When the inter-image/intra-observer reproducibility of the superior sector was studied in the healthy group, COV was 5.4% (2.6) for the temporal area, 21.1% (11.1) for the rim area, and 7.0% (3.2) for the nasal area. In the glaucomatous group, inter- image/intra-observer COV was 6.6% (0.7) for the temporal area, 26.7% (4.5) for the rim area, and 8.4% (1.6) for the nasal area.

When the inter-image/intra-observer reproducibility of the inferior sector was studied in the healthy group, COV was 6.6% (0.7) for the temporal area, 18.4% (10) for the rim area, and 6.8% (3.4) for the nasal area. In the glaucomatous group, inter- image/intra-observer COV was 7.0% (0.2) for the temporal area, 20.3% (8.7) for the rim area, and 7.8% (1.7) for the nasal area.

No difference in reproducibility was found between the superior and inferior areas or between normal subjects and glaucomatous patients.

Discussion

Using HRF technology, Michelson, Schmauss et al. found the reliability coefficients of flow, volume, and velocity to be 0.84, 0.85, and 0.84, respectively, suggesting that there was only a 15-16% of variability due to the intrinsic errors component.12

Nicolela et al. found an interobserver reliability coefficient ranging from 0.90-0.98. The intersession reproducibility was good when the measurements were carried out using a 10 x 10 pixel box, while reproducibility was poorer for the retina, rim area, and lamina cribrosa when the 4 x 4 pixel box was used. The COV ranged from a median of 17-34%.11

Kagemann et al. showed that intersession reproducibility was best using pixel-by- pixel analysis of the entire image and the COV of intrasession reproducibility of repeated measures averaged 9.6% for volume, 6.5% for velocity, and 6.6% for total blood flow, while the COV of intersession reproducibility averaged 30% for all the parameters.9

Griesser et al. showed that the 50 x 50 pixels box had the higher reliability, how-

296 M. Iester et al.

ever, HRF results were influenced by height when measurements were made in the optic disc.10

Using the AFFPIA program to analyze HRF measurements, Michelson et al. noted that a coefficient of reliability of 0.74 for intra-observer reproducibility and 0.95 for inter-observer reproducibility were found.13

The reproducibility of the technique did not change significantly when the superior or inferior sector was considered. An increase in COV was found when the interimage reproducibility was tested. In the inter-image study, the three consecutive HRF images were not taken precisely in the same area, in order to challenge the reproducibility. This is reflected in the size of the peripapillary area measured, changing from 3.2 to 11.2 in the temporal and nasal areas, the rim area, defined by an outer and inner edge, changed more than the other areas. As suggested by others,11 we measured the flow of the rim area using images acquired when focusing on the superficial retina; this is because of the low reflectivity of the rim making focusing difficult. Furthermore, variability can be due to the difficulty in determining the outer and inner rim margins; our intra-image study showed that the analyzed rim area varied from 22 to 40%. These factors may explain the greater range of measurements found in the neuroretinal rim. The possible influence of a different observer was not considered in this study.

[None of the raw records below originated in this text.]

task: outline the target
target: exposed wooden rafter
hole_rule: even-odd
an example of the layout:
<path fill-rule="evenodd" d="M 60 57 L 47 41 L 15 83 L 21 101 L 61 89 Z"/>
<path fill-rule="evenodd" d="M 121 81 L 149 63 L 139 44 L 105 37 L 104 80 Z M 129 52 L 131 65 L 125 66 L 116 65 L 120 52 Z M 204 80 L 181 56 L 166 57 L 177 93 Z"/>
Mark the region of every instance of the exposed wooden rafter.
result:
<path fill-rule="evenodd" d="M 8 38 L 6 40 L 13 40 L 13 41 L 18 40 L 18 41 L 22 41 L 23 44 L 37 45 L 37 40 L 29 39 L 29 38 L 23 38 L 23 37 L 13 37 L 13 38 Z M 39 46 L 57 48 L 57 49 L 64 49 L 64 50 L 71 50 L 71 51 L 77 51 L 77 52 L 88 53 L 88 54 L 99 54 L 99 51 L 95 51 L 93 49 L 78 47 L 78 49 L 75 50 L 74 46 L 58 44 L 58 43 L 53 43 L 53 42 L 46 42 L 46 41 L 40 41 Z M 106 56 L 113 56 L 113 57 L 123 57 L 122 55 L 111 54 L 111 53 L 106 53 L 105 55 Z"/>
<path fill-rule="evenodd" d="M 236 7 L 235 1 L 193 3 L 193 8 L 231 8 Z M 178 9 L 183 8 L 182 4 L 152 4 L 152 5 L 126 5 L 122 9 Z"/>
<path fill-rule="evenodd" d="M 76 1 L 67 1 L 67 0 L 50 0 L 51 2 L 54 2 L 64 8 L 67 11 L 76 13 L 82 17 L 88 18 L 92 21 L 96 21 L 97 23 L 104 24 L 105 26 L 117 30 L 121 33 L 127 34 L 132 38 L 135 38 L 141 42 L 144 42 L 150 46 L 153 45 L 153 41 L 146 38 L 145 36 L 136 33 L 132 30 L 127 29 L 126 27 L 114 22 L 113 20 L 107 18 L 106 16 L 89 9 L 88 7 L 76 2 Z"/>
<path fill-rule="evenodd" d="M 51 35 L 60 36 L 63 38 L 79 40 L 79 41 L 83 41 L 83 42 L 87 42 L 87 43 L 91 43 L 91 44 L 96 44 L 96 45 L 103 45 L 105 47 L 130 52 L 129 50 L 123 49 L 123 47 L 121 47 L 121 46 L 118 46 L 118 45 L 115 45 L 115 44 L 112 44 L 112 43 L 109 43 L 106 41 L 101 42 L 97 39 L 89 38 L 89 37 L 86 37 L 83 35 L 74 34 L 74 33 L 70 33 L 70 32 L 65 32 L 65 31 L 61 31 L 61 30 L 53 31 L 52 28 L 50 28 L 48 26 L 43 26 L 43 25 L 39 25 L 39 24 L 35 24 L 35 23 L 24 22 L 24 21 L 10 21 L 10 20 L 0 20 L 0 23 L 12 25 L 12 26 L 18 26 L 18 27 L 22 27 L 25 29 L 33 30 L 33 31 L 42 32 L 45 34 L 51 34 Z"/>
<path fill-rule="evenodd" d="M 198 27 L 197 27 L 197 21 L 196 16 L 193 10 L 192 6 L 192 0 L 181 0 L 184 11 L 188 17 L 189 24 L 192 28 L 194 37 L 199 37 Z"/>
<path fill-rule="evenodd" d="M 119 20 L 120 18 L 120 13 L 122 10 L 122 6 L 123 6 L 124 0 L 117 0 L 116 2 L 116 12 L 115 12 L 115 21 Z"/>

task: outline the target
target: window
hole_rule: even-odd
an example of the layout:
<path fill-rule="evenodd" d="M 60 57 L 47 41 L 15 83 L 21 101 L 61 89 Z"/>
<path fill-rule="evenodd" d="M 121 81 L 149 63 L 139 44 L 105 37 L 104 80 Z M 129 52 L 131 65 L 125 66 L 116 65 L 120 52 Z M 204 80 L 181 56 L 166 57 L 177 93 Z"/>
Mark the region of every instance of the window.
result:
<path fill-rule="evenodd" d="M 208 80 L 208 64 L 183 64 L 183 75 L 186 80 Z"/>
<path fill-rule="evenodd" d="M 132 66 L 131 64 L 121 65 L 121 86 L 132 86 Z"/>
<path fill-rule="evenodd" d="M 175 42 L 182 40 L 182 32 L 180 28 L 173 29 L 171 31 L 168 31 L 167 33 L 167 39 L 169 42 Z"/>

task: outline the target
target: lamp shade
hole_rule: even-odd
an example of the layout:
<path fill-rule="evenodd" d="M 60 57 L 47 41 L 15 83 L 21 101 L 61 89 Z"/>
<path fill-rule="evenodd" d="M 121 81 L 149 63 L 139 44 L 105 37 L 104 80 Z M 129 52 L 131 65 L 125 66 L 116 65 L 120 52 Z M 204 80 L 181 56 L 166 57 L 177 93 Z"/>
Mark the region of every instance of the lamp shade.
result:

Since the reproducibility of HRF has been shown to be questionable, several authors tried to find different ways to use HRF measurements.9-13 Using AFFPIA, the peripapillary retinal flow is measured globally, independently of the cardiac cycle during the measurement. When a 10 x 10 pixels box is used to measure retinal blood flow, it is important to know in which cardiac phase the measurement is obtained, since the flow can increase or decrease accordingly. When the flow is measured using many more points, as with AFFPIA, systolic and diastolic phases are averaged, and the mean retinal flow will include the entire cardiac circle. No significant difference was found between normal and glaucomatous eyes regarding any of the reproducibility values.

Our results with AFFPIA show limitations in the interpretation of the rim values, and they were not applicable to the lamina cribrosa. In the future, it will be possible to evaluate serial measurements and the practical use of this technology.

Acknowledgment

The authors have no proprietary interest in the development or marketing of any of the products mentioned in this article.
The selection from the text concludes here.